12.12 – Renunciation is not deprivation but emancipation

by February 10, 2013

The prospect of ‘renunciation’ may bring in us a cold, hard, almost scary feeling. We fear that we will have to give up something dear to us – something warm, cozy and reassuring. And further we are supposed to accept such deprivation as a virtue. No wonder that renunciation is not popular.

However, Gita wisdom introduces us to a dramatically different renunciation: devotional renunciation. The Bhagavad-gita (12.12: tyagac chantir anantaram) glorifies such renunciation by declaring its fruit to be unbreakable, unending peace.

To understand this, let’s consider the analogy of addiction. For addicts, the object of their addiction is desirable and essential. They feel that giving up their addiction is a deprivation. We know that it is actually emancipation; they will become free from their dependency on something that is both unessential and undesirable.

Often people become addicted due to some unfulfilled emotional needs. Unless they can meet those needs maturely, they won’t find sobriety palatable. But when their needs are met, then they will realize for themselves how renunciation of the addiction is emancipating.

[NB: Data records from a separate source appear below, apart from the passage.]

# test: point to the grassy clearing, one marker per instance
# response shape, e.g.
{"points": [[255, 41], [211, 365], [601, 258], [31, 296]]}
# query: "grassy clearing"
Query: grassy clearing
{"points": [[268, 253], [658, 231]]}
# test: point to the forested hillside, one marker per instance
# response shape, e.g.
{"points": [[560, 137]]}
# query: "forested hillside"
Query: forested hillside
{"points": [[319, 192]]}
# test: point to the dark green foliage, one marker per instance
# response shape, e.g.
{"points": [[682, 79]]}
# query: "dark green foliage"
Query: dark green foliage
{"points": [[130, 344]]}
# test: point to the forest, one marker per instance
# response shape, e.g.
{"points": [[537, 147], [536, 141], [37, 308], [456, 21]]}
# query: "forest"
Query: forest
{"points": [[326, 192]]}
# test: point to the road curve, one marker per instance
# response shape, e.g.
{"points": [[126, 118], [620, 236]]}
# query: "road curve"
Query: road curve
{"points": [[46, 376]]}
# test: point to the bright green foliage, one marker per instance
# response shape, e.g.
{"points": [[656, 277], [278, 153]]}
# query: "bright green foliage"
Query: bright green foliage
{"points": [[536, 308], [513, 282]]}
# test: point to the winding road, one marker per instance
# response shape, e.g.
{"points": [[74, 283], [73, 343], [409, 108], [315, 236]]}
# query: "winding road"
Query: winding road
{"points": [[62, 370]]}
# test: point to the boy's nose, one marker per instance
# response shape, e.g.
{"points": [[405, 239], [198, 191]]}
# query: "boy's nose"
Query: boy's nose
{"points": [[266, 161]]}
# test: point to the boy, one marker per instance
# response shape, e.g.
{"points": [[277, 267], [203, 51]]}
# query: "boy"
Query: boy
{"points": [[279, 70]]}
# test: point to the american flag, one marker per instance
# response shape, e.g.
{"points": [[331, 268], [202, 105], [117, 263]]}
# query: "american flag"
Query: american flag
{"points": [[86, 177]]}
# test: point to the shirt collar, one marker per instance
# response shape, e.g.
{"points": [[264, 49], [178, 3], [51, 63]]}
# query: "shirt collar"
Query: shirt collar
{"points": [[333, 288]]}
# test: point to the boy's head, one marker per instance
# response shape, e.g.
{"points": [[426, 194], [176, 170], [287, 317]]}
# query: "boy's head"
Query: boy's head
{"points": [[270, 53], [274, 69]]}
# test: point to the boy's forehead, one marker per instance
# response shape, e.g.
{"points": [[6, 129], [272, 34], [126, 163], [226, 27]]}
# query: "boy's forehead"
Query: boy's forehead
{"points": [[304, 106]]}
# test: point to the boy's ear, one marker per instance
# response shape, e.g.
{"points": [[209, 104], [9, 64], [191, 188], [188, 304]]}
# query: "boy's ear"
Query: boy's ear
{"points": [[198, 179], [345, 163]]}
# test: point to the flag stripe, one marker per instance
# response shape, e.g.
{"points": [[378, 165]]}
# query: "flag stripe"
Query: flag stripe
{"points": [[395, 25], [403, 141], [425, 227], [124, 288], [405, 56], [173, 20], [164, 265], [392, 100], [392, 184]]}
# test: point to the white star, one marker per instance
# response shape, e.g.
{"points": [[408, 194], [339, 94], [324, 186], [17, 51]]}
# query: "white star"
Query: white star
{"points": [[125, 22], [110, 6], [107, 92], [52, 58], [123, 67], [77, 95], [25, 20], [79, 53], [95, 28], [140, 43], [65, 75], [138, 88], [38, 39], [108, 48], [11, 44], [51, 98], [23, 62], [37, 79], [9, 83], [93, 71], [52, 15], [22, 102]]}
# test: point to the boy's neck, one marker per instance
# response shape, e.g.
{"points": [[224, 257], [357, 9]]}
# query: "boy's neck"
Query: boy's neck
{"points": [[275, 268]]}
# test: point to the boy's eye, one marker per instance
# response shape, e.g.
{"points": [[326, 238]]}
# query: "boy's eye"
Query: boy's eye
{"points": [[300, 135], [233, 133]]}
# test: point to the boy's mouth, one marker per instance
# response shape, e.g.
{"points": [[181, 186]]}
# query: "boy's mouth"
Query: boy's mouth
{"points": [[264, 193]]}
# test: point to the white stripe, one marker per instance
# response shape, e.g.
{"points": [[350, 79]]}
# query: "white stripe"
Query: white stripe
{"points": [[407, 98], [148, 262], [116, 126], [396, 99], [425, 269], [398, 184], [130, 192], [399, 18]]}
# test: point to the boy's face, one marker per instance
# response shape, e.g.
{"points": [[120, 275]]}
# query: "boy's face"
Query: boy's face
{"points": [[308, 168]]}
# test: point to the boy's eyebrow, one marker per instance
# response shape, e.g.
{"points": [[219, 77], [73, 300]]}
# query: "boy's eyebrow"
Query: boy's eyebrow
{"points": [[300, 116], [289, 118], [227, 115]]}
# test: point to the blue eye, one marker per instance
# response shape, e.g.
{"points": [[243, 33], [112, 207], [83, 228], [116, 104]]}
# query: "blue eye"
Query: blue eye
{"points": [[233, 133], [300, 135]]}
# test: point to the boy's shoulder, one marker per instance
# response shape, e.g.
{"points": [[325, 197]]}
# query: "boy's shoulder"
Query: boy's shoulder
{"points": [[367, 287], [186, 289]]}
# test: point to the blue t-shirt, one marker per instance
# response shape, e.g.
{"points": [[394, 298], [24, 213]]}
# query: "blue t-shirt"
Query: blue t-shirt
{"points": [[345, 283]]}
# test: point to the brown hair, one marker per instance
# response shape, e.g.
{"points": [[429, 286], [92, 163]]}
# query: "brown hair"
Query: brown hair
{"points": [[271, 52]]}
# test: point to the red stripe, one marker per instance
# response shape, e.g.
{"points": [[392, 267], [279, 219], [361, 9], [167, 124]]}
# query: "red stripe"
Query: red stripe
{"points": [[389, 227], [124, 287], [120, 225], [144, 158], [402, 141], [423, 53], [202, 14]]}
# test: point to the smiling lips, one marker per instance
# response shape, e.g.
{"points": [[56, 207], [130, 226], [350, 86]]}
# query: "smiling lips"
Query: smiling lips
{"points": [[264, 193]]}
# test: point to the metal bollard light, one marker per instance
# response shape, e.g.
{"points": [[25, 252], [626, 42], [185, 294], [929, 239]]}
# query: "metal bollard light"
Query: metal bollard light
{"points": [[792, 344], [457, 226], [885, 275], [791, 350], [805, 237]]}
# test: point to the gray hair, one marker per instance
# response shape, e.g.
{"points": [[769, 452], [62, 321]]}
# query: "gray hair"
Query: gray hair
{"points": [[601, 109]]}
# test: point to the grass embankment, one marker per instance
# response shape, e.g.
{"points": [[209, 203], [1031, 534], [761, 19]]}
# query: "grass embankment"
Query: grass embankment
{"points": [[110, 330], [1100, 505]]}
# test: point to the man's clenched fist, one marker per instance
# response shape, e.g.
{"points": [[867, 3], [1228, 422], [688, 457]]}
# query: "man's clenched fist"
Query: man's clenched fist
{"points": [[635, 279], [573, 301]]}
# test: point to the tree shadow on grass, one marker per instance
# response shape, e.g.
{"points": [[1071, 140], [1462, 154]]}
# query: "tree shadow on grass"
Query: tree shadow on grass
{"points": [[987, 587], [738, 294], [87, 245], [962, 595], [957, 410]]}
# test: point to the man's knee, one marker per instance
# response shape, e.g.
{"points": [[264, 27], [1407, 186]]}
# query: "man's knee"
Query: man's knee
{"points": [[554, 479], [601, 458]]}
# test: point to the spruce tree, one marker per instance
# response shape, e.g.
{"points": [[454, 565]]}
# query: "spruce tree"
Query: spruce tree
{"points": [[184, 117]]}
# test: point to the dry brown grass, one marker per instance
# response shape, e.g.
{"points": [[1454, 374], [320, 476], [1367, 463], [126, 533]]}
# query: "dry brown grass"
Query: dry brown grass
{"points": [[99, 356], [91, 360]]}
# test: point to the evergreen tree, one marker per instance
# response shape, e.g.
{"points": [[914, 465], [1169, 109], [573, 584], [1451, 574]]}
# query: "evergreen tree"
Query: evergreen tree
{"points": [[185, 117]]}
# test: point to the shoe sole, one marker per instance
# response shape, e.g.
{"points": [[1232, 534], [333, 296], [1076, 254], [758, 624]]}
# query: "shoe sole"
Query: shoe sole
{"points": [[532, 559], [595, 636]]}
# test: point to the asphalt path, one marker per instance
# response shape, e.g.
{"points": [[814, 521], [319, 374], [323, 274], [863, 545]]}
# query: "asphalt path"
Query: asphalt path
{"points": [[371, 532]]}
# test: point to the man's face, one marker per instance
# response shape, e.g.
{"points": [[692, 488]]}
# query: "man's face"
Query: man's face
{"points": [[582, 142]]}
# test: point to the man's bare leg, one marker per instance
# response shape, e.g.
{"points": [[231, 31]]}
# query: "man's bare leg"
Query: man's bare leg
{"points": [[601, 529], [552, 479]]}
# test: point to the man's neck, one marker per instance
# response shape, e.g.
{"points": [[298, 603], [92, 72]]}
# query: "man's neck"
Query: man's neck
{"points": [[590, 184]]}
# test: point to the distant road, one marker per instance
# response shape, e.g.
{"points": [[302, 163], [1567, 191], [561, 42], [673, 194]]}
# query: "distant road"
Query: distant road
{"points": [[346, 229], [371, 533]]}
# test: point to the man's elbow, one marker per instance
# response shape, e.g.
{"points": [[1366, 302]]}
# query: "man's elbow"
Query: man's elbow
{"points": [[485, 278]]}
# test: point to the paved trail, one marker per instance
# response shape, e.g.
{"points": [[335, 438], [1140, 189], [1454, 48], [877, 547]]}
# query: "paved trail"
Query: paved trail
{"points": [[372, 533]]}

Gita wisdom explains that we are souls and our desire to possess, control and enjoy matter is like an addiction. We do have some basic material necessities, but usually our desire for matter far exceeds those necessities. The hangover of our addiction to matter is the suffering of material existence with its threefold miseries and the cycle of birth and death.

Despite these miseries, we don’t want to renounce our material attachments. Because by loving matter and material things, we are trying to address our longing for love.

Gita wisdom offers us the path of bhakti-yoga that fulfills this longing by directing it towards Krishna. When we love Krishna and relish fulfillment thereof, we realize that renunciation is not deprivation but emancipation.


If you cannot take to this practice, then engage yourself in the cultivation of knowledge. Better than knowledge, however, is meditation, and better than meditation is renunciation of the fruits of action, for by such renunciation one can attain peace of mind.